On a knickknack shelf over the sink were the usual things: a Niagara Falls toothpick dispenser. The one good vase she owned. Her demitasse from Wanda’s trip to Florence. Dorrie used to joke that the tiny gold-leafed espresso cup was as close as she would ever get to visiting Italy.

There was a new addition to the shelf—a framed photograph. With a lurch of her heart, she recognized Lou’s favorite shot of her and Sandra, one he’d kept on his desk at work for years. In the backyard, Sandra, about eight, hung upside down from her knees in the old apple tree as Dorrie stood nearby. Mother and daughter smiled—unretouched, ordinary folks. What did Lou see in the photograph?

In the den at the other end of the house, the TV burbled softly. Hope built in Dorrie’s chest as she left the kitchen. “Hello?” she called. “Lou?”

He must have heard a noise, for when she stepped into the living room, he was already on his feet.

Dorrie looked across the room at him and saw everything that he was, everything her heart desired. She saw the bridegroom who had pledged his life to her, the proud father holding his baby daughter for the first time, the endlessly patient, steady man who went to work to support his family, day in and day out. Year in and year out. The man who, a few months ago, had looked at her with his heart in his eyes and said, “Please don’t go.”

“I’m home,” she said, her statement foolish, unnecessary.

He stood very still for a moment. She was about to repeat the statement in case he hadn’t heard, but he held out his hand, palm up. “I’m . . . glad,” he said, his voice quieter than she remembered.

Her pocketbook dropped to the floor but she didn’t even look to see where it landed. “Are you?”

“Yes.”

“You moved the easy chair,” she observed, burning inside with fear and hope.

“Didn’t like being so close to the TV,” he explained. “If you want me to put it back, I—”

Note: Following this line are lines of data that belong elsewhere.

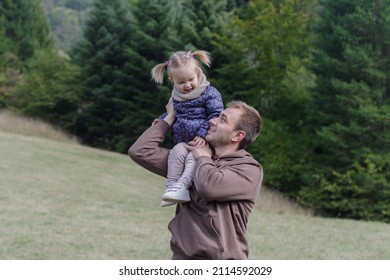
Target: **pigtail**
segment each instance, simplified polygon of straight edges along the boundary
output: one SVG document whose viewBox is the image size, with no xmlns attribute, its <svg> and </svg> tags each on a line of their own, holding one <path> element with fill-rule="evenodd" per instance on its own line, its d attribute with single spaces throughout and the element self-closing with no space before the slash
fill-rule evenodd
<svg viewBox="0 0 390 280">
<path fill-rule="evenodd" d="M 153 67 L 152 80 L 154 80 L 157 84 L 162 84 L 164 81 L 164 71 L 169 70 L 170 68 L 180 67 L 181 65 L 187 65 L 188 62 L 195 62 L 197 66 L 199 66 L 200 71 L 202 71 L 202 67 L 199 62 L 202 62 L 206 66 L 210 67 L 211 65 L 211 56 L 209 52 L 198 50 L 198 51 L 178 51 L 175 52 L 167 62 L 157 64 Z M 168 69 L 169 68 L 169 69 Z M 169 74 L 169 71 L 168 71 Z"/>
<path fill-rule="evenodd" d="M 167 63 L 160 63 L 153 67 L 152 69 L 152 79 L 157 84 L 162 84 L 164 81 L 164 71 L 167 68 Z"/>
<path fill-rule="evenodd" d="M 194 51 L 192 53 L 192 56 L 199 61 L 203 62 L 207 67 L 210 67 L 211 65 L 211 55 L 209 52 L 206 51 Z"/>
</svg>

“No, Lou.” She began to cry, the tears pouring down her face. “I want you to put
me
back.” She took a step toward him. “Will you? Please?”

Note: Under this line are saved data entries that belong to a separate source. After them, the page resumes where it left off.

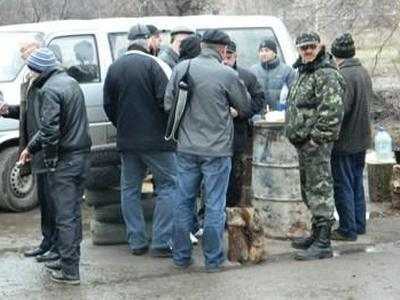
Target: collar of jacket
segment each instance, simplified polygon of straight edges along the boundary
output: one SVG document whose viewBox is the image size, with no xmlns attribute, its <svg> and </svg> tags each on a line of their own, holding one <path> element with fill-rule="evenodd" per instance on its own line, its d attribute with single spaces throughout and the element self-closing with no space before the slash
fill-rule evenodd
<svg viewBox="0 0 400 300">
<path fill-rule="evenodd" d="M 329 56 L 325 52 L 325 47 L 322 47 L 321 51 L 317 54 L 317 57 L 309 63 L 303 63 L 301 57 L 297 59 L 297 61 L 293 64 L 294 69 L 298 69 L 300 74 L 303 73 L 313 73 L 321 68 L 333 68 L 336 69 L 336 66 L 332 64 L 329 60 Z"/>
<path fill-rule="evenodd" d="M 133 50 L 141 51 L 141 52 L 144 52 L 144 53 L 149 54 L 149 51 L 147 51 L 146 48 L 144 48 L 144 47 L 142 47 L 142 46 L 139 46 L 139 45 L 136 45 L 136 44 L 132 44 L 132 45 L 130 45 L 130 46 L 128 47 L 128 51 L 133 51 Z"/>
<path fill-rule="evenodd" d="M 219 55 L 219 53 L 217 52 L 217 50 L 214 50 L 214 49 L 204 48 L 204 49 L 201 50 L 200 56 L 206 56 L 206 57 L 215 58 L 215 59 L 218 60 L 219 62 L 222 62 L 222 57 L 221 57 L 221 55 Z"/>
<path fill-rule="evenodd" d="M 171 58 L 175 61 L 175 62 L 179 62 L 179 54 L 176 53 L 174 51 L 174 49 L 172 49 L 171 47 L 168 47 L 167 49 L 165 49 L 165 51 L 167 51 L 168 55 L 171 56 Z"/>
<path fill-rule="evenodd" d="M 350 68 L 350 67 L 359 67 L 361 66 L 361 62 L 358 58 L 346 58 L 342 61 L 342 63 L 338 66 L 339 69 Z"/>
<path fill-rule="evenodd" d="M 40 89 L 53 74 L 60 73 L 60 72 L 63 72 L 63 71 L 60 68 L 57 68 L 57 67 L 54 68 L 54 69 L 50 69 L 50 70 L 48 70 L 46 72 L 43 72 L 32 83 L 32 86 Z"/>
<path fill-rule="evenodd" d="M 261 63 L 261 67 L 264 70 L 272 70 L 275 69 L 279 65 L 279 58 L 275 57 L 273 60 Z"/>
</svg>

He didn’t speak, didn’t seem able to. Her heart dropped. He hadn’t heard her.

She took a deep breath. “I said—”

“I heard what you said.”

She remembered about the hearing aids. Sandra had told her in a letter. Dorrie had pestered him for years about it, and finally he’d seen an audiologist.

He crossed the room and took her in his arms. His familiar embrace surrounded her. Holding her close and tight, he buried his face in her hair. “I ‘ve been waiting so long, Dor,” he murmured. “I could never stop loving you.” He kissed the tears from her cheeks and then her mouth, and when she shut her eyes, the years fell away, and they were everything they’d set out to be—full of hope, full of love, full of dreams. She knew the solid core of their love would never change; time had only deepened the bond.

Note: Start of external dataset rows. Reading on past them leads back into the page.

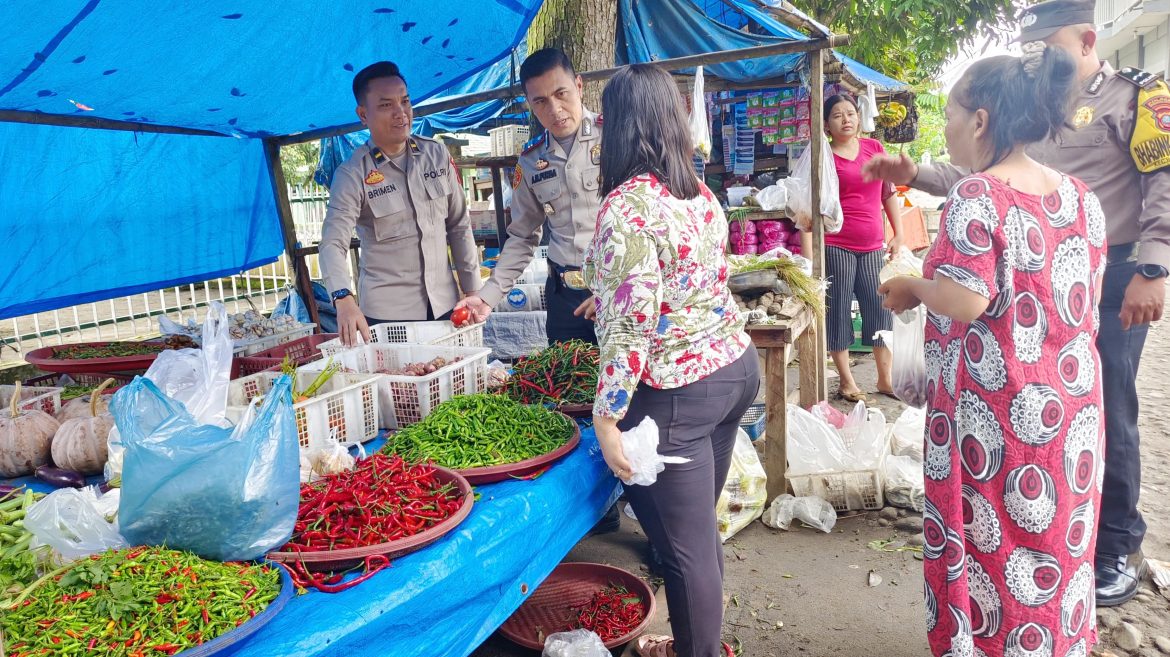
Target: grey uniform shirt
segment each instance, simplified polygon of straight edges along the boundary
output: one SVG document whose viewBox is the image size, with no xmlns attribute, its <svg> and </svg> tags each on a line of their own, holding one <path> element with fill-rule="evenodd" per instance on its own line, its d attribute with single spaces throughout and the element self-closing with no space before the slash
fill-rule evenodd
<svg viewBox="0 0 1170 657">
<path fill-rule="evenodd" d="M 396 158 L 397 159 L 397 158 Z M 369 317 L 420 320 L 455 307 L 459 289 L 479 289 L 479 259 L 463 186 L 443 144 L 412 136 L 401 164 L 372 142 L 338 167 L 321 231 L 321 269 L 330 292 L 349 287 L 349 244 L 361 240 L 358 303 Z"/>
<path fill-rule="evenodd" d="M 1142 174 L 1129 151 L 1138 88 L 1105 62 L 1073 102 L 1072 128 L 1032 144 L 1028 155 L 1079 178 L 1101 201 L 1109 246 L 1141 242 L 1138 262 L 1170 269 L 1170 168 Z M 923 165 L 914 187 L 946 196 L 969 171 Z"/>
<path fill-rule="evenodd" d="M 601 117 L 585 110 L 572 151 L 546 130 L 518 158 L 519 181 L 512 192 L 512 223 L 508 241 L 492 277 L 480 290 L 490 306 L 500 302 L 540 245 L 541 226 L 548 219 L 548 258 L 564 267 L 580 267 L 585 247 L 593 241 L 601 199 Z"/>
</svg>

She pulled back, resting her fingers on his shoulders. “I sailed five thousand miles on that boat,” she said. “But the only place I wanted to be was here. Here in your arms.”

He kissed her again, then said something in her ear.

She frowned. “What was that?”

“It was Spanish for—” He bent and translated in a wicked whisper. An incredulous laugh escaped her. A blush seared her cheeks, her ears.

“I’ve been studying Spanish. It’s not so hard, now that I can hear.” He kissed her again, then took her by the hand and led her up the stairs.